Con la registrazione dei partecipanti e la partecipazione al programma di preghiera serale nella chiesa di San Giacomo, lunedì 29 giugno 2026, festa dei Santi Pietro e Paolo, è iniziato il 29° Ritiro spirituale internazionale per i sacerdoti, che si concluderà venerdì 3 luglio 2026. Il tema di questo rinnovamento spirituale è Ad fontem! Alla fonte! Alla scuola della Madonna, tema di tutti i ritiri spirituali di quest'anno a Medjugorje.

Il relatore del Ritiro spirituale è padre Ante Vučković che, il primo giorno, presso l'altare esterno della chiesa di San Giacomo, ha presieduto la Santa Messa con la concelebrazione di 288 sacerdoti. Nell’omelia, ha parlato anche di questi "due giganti", come ha chiamato san Pietro e san Paolo, e ha riflettuto sulla domanda: «Chi siamo noi esseri umani?». Egli ha risposto che siamo ciò che siamo agli occhi del Creatore. «Siamo ciò che siamo nel Suo cuore. Questo messaggio deve raggiungere le persone che sono sconvolte dall'idea di essere qualcosa di diverso, di poter essere qualsiasi cosa vogliano. Questo messaggio deve raggiungere l'uomo perché è l'unica cosa che lo salva. Noi, fratelli sacerdoti, siamo qui per portare questo messaggio alle persone nello stesso modo in cui lo fecero Paolo e Pietro: con gentilezza, chiarezza, parole, vita... Che Dio ci conceda che questi due giganti ci siano d'aiuto affinché possiamo portare a compimento ciò che hanno iniziato e ciò che abbiamo accettato di portare al mondo che ha bisogno di Dio per scoprire chi Egli è».

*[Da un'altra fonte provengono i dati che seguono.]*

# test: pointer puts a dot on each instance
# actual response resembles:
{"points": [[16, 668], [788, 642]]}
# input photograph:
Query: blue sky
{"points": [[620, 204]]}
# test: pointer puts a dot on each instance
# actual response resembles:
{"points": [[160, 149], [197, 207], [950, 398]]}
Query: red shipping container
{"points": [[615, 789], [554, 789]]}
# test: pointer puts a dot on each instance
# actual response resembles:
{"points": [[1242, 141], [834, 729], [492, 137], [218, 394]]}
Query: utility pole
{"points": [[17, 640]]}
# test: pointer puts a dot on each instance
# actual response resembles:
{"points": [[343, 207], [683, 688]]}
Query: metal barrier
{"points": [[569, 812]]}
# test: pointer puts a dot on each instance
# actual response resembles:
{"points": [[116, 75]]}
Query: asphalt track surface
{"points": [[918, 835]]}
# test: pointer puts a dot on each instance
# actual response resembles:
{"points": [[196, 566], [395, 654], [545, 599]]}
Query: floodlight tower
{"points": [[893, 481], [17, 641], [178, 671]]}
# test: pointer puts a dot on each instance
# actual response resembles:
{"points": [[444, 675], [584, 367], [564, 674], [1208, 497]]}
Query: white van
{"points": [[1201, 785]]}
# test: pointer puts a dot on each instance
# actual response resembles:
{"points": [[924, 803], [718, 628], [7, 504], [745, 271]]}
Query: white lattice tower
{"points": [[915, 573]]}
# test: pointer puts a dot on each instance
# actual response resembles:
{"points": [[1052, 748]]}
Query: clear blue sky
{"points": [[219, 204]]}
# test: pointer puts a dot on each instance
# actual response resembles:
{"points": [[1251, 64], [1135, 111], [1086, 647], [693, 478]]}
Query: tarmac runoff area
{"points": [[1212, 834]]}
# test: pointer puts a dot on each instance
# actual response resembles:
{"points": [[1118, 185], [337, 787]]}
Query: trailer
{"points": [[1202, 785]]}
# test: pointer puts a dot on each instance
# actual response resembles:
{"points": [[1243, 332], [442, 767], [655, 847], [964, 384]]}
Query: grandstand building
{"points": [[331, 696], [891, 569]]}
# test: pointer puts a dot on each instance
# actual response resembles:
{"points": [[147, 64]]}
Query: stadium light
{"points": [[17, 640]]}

Il coordinatore del Ritiro spirituale è il parroco di Medjugorje, padre Zvonimir Pavičić, e vi partecipano circa 300 sacerdoti provenienti da Malawi, Zimbabwe, Nigeria, Pakistan, Stati Uniti, India, Romania, Inghilterra, Filippine, Italia, Camerun, Brasile, Angola, Congo, Tanzania, Slovenia, Serbia, Croazia, Bosnia ed Erzegovina, Venezuela, Spagna, Messico, Ecuador, Colombia, Perù, Polonia, Lituania, Costa d'Avorio, Burkina Faso, Francia, Benin, Belgio, Slovacchia, Repubblica Ceca, Germania, Austria, Ungheria e Ucraina.
Oltre a seguire le meditazioni di padre Ante Vučković, i sacerdoti concelebrano la Messa, recitano il Rosario, adorano il Santissimo Sacramento e percorrono la Via Crucis lungo il Križevac, dove si confessano. L'ultimo giorno del Ritiro, visiteranno anche la tomba di padre Slavko Barbarić. Come negli anni precedenti, i parrocchiani di Medjugorje offrono alloggio gratuito a tutti i sacerdoti durante il periodo del Ritiro.